In the normalized interval, the sub-intervals into which each random number falls are determined, and the corresponding random sequence sequence is selected according to the fitness value of the sub-interval that falls into, and a plurality of selected random sequence sequences are obtained.

6 . The semiconductor manufacturing scheduling method according to claim 5 , wherein the step of performing a cross operation on the first scheduling sequence sequence under a constraint condition specifically comprises: 6 .

Determine the random sequence sequence to be crossed according to the crossover probability and the multiple random sequence sequences after screening, and pair the random sequence sequences to be crossed in pairs to obtain multiple pairs of sequence groups, each pair of sequence groups includes two random sequence sequences sequence;

Generate a random integer between 1 and N, where N is the length of the first scheduling sequence, and exchange the forward or reverse values of the two random sequence sequences in the sequence group from the random integer position , to obtain multiple random sequence sequences after crossover.
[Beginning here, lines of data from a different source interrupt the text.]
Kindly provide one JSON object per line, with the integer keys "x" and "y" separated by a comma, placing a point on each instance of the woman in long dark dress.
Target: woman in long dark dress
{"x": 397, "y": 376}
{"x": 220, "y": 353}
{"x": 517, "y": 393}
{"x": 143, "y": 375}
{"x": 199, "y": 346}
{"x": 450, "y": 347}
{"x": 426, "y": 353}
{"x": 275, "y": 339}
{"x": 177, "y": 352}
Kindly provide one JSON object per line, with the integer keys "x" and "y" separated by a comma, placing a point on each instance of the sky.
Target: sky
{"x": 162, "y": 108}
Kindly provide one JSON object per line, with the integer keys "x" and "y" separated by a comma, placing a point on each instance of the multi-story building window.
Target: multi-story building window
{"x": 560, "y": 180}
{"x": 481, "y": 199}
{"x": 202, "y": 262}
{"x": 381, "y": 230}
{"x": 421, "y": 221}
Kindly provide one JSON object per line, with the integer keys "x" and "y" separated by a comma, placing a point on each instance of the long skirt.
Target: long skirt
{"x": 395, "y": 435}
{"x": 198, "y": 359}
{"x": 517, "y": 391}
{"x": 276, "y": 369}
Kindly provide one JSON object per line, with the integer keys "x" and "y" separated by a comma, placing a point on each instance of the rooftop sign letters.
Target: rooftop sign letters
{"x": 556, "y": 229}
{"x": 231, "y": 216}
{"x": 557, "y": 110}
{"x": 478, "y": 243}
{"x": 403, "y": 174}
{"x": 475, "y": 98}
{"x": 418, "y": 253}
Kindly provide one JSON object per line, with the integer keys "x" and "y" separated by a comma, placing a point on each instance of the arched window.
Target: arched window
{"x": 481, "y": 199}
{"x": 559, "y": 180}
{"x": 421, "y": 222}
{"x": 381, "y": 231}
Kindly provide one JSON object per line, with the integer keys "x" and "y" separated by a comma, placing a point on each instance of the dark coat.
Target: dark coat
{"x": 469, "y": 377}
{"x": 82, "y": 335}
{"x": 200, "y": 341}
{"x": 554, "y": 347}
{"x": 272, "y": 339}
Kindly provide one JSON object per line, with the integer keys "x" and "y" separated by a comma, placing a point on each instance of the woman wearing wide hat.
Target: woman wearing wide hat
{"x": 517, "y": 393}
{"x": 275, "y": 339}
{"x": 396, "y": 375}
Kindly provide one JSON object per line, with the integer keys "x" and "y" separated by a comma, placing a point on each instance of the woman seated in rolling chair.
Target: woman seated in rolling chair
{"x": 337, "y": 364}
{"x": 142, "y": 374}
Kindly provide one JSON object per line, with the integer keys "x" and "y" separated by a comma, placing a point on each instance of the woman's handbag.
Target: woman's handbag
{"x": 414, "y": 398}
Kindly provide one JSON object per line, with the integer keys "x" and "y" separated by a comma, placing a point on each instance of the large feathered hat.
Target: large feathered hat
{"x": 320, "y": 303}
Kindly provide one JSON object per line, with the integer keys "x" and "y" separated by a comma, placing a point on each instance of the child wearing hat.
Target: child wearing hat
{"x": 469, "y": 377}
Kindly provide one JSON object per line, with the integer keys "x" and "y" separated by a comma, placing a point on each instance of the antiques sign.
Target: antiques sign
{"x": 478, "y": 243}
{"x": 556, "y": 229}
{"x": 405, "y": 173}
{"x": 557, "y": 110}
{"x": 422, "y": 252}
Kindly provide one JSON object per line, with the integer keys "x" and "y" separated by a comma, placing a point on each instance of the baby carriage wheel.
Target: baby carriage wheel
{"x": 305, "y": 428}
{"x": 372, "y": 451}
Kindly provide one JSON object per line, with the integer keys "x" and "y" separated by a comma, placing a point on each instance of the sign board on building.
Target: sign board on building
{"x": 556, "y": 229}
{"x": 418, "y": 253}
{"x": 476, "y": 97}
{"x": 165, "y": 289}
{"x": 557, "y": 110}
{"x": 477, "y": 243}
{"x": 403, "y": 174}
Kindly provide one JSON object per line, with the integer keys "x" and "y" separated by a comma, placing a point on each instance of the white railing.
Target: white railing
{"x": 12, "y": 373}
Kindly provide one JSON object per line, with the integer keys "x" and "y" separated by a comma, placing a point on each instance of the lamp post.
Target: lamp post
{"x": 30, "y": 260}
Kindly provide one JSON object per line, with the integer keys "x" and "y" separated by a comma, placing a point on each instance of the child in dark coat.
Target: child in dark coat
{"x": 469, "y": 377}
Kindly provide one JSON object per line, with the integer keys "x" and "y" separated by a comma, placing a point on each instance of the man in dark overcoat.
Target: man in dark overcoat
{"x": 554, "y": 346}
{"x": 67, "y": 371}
7 . The semiconductor manufacturing scheduling method according to claim 6 , wherein the step of performing a mutation operation on the first scheduling sequence sequence under a constraint condition specifically comprises: 8 .

Determine the random sequence sequence to be mutated according to the mutation probability and multiple random sequence sequences after crossover;

Generate two random integers between 1 and N, where N is the length of the first scheduling sequence, and randomly sort the subsequences between the corresponding positions of the two random integers in the random sequence to be mutated, Obtain multiple mutated random sequence sequences;

A preferred sequence is calculated according to the plurality of mutated random sequence sequences, and the preferred sequence is the sequence with the largest fitness value among the plurality of mutated random sequence sequences.

8. The semiconductor manufacturing scheduling method according to claim 1, wherein the training action includes a delivery sequence, a customer level, an arrival time of products from a buffer zone, and an initial sequence of products.

9. A semiconductor manufacturing scheduling system for realizing the semiconductor manufacturing scheduling method according to any one of claims 1-8, wherein the system comprises:

a first determining unit, used for determining a mathematical optimization model according to the data scale of semiconductor manufacturing scheduling;

a first computing unit, configured to generate a first scheduling sequence according to the mathematical optimization model, and obtain a second scheduling sequence by iteratively calculating the first scheduling sequence under constraints by the mathematical optimization model , the second scheduling sequence is a scheduling sequence with a maximum fitness value under a constraint condition, and the constraint condition includes a maximum number of iterations;

The second determining unit is used to determine the priority of the target attribute of the product to be processed;

The second computing unit is configured to determine all state parameters of the semiconductor manufacturing environment and the training actions of the second scheduling sequence, traverse each of the state parameters, and determine the corresponding state parameters of the traversed state parameters based on each of the initial strategies All traversal initial strategies; and run the training actions in each of the traversal initial strategies, determine the optimal strategy based on the running results of each of the training actions, and determine the overall target strategy according to the optimal strategy corresponding to each of the state parameters, and Perform simulated production scheduling according to the target general strategy to obtain a third scheduling sequence;

The scheduling unit is used for scheduling operations according to the third scheduling sequence.

10. A computer-readable storage medium on which a computer program is stored, the program being executed by a processor to implement the semiconductor manufacturing scheduling method according to any one of claims 1-8.